This is a review in progress: Death Stranding 2’s sheer size means we’re still working through the end. The review will be updated in future
Halfway into 2025, here comes Hideo Kojima with one of the weirdest games you’re likely to play this year – if not this decade.
For those who have played the first Death Stranding game, to which this is a sequel, you’ll know what you’re letting yourself in for. Picture insane astral whales, creepy cults, an indecent amount of slogging around empty desertscapes and playing Tetris with luggage for what feels like hours.
All in a day’s work, then. We return to the blasted former USA. Some years ago, the world was devastated by the Death Stranding, a phenomenon where dead people returned from the ‘Beach’ (aka their personal link to the afterlife) to wreak havoc on humanity.
These ‘Beached Things’ cause massive explosions when they come into contact with living creatures, As a result, most of humanity, and human settlements, have been wiped out. The remainder live in secluded cities, which remain frustratingly inaccessible for exploration in both games.
In Death Stranding, our stoic hero Sam (Norman Reedus) made it his mission to connect these disparate cities via the chiral network (a sort of Beach-flavoured satellite network) to form a new USA, before retiring to raise Lou, a Bridge Baby (a baby who doubles up as an undead detector) he formed a close relationship with.
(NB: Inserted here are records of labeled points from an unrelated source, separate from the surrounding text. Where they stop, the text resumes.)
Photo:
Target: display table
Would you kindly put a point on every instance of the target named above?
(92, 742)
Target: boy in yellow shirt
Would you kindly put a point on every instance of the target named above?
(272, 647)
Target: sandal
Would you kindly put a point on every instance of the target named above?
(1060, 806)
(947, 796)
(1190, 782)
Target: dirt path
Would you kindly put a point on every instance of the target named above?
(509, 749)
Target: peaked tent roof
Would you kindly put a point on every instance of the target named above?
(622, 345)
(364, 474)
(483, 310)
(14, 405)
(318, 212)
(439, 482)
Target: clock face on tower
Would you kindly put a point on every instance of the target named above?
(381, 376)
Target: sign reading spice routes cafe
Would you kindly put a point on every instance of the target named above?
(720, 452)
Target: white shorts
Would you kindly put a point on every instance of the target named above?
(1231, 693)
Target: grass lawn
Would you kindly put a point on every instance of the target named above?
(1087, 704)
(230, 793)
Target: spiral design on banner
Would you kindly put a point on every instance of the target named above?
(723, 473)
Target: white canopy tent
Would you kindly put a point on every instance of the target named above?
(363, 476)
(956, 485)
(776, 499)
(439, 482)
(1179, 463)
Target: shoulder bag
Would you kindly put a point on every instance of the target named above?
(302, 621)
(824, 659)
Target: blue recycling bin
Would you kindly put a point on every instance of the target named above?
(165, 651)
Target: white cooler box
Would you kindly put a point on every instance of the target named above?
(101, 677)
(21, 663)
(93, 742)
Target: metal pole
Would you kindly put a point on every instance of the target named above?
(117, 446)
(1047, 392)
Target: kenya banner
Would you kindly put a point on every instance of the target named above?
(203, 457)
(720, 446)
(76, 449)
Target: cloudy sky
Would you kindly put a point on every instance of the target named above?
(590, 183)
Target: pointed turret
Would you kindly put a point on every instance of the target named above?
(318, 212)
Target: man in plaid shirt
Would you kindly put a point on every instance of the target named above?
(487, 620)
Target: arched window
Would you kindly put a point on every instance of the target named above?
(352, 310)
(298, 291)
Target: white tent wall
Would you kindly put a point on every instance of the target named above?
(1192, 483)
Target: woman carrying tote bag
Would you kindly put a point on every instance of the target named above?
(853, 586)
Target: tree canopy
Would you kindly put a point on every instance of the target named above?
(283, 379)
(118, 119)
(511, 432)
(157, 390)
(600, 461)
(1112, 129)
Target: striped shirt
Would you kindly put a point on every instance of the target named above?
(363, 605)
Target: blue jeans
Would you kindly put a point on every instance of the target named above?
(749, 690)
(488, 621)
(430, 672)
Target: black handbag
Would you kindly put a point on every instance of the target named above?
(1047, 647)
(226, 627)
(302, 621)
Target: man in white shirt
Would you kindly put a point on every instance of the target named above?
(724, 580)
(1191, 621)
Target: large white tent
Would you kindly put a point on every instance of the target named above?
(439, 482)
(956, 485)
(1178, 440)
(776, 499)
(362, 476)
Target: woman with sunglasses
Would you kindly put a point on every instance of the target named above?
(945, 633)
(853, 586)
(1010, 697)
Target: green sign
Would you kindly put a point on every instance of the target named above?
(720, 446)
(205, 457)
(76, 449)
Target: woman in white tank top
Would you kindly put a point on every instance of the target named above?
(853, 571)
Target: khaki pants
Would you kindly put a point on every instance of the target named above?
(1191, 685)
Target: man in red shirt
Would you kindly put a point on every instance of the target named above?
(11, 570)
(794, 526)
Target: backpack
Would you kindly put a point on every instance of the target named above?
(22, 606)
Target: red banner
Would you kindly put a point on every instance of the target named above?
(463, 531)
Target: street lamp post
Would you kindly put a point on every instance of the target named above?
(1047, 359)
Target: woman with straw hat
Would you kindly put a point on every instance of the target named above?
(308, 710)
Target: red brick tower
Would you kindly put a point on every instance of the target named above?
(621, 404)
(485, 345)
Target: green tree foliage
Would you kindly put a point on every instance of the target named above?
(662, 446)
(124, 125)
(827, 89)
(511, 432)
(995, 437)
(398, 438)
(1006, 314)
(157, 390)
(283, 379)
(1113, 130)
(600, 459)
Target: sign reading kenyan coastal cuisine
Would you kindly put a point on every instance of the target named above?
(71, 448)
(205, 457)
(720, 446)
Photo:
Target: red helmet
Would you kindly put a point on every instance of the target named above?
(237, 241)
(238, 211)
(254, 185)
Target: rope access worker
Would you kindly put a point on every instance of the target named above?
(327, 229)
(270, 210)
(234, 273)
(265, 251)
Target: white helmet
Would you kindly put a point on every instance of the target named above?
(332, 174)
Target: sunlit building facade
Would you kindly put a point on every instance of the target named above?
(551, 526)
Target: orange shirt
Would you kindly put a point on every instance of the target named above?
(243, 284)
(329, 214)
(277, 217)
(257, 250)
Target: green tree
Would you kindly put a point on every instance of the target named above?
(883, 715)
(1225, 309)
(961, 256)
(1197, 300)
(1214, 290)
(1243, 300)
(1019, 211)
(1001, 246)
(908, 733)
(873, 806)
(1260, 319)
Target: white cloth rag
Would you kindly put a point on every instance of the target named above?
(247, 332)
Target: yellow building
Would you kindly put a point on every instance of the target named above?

Still with me? In Death Stranding 2, the pair are living on the US-Mexico border when tragedy strikes. Soon enough, Sam is donning his porter gear once more for ‘one last job’ – first linking up Mexico, then (because the guy doesn’t know when to quit) travelling across the world to do the same to Australia.

As with the first game, playing is a deeply strange experience: part walking simulator, part insane arthouse film. The cast list here is staggering – Norman Reedus is Sam, but Lea Seydoux returns as Fragile, Elle Fanning shows up, and there are cameo appearances from Guillermo del Toro and Margaret Qualley.
The trouble is, we don’t see much of them. Sam’s job as a porter means, as with the first game, that a lot of the player’s time is spent making deliveries between the isolated settlements that dot the world map.
This means, at least in the early days, many frustrating hours are spent micromanaging Sam’s luggage as it climbs ever higher on his back. If this towering pile of bags gets too high, in fact, he might just… tilt to one side and fall over, damaging the precious cargo. If the terrain is too rough, his shoes will break, and good luck finding a replacement in the middle of nowhere.
Factor in ‘Timefall’, an ageing rain that corrodes luggage mighty fast, rogue bandits, as well as random Beached Things that keep popping up (though this time, they can be fought), and things get tricky. These hardcore survival game mechanics mean that Sam spends a lot of the early hours schlepping around from A to B (and then back to A to pick up the luggage he couldn’t actually carry to B), although later we do get to dabble in mining for minerals, building roads, constructing monorails and 3D printing vehicles to get around in.
When the story kicks off, the game shines. Reedus’ Sam doesn’t really say all that much, but the game makes sure to build out his relationship with Lou – now a toddler – into something very precious.

Quite aside from anything, Lou is the best animated child I’ve ever seen in a video game. The graphics, too, are gorgeous. Walking across Mexico, and then Australia, is an exercise in beautiful hi-def, but characters’ faces are where you can really admire the capabilities of Playstation 5. Every micro-expression is gorgeously captured, albeit with the weirdness that comes with seeing Hollywood actors rendered in CGI.
As the story progresses, we get to dig into some of the relationships between the characters: Sam, Fragile, Lou (whose past is a lot more mysterious than we’ve been led to believe thus far) and the host of other oddballs we meet along the way. Plus, the return of the villainous Higgs. And the obligatory bonkers stuff, where gigantic metal robots emerge from pools of tar (all the boss battles so far have been appropriately epic) and Sam’s nightmares feature jump-scares from weird old men.
It’s fascinating stuff, which makes it a shame that you have to slog through so many deliveries, across a relatively empty world map, to get plot updates, at least in the game’s early hours. But stick with it, and be rewarded. Not just in the story, but in the expanding skillset Sam gets. Plus, there’s combat, which gets more and more interesting as Sam gets his hands on an ever-expanding range of weaponry. In this game, there are more choices about how to approach a situation: stealth, combat, sniping from afar.
Kojima has said that Death Stranding 2 is all about building connections. To that end, you can interact with other players online, giving them and the structures they’ve built ‘likes’ (the game’s version of payment) when they appear in-universe. And the connections Sam builds with his colleagues, as he goes about linking up all the places he visits, are profound.
If only the game had more of that and less endless terrain traversal; but even those glimmers are enough to make this game an absorbing, beautiful experience so far.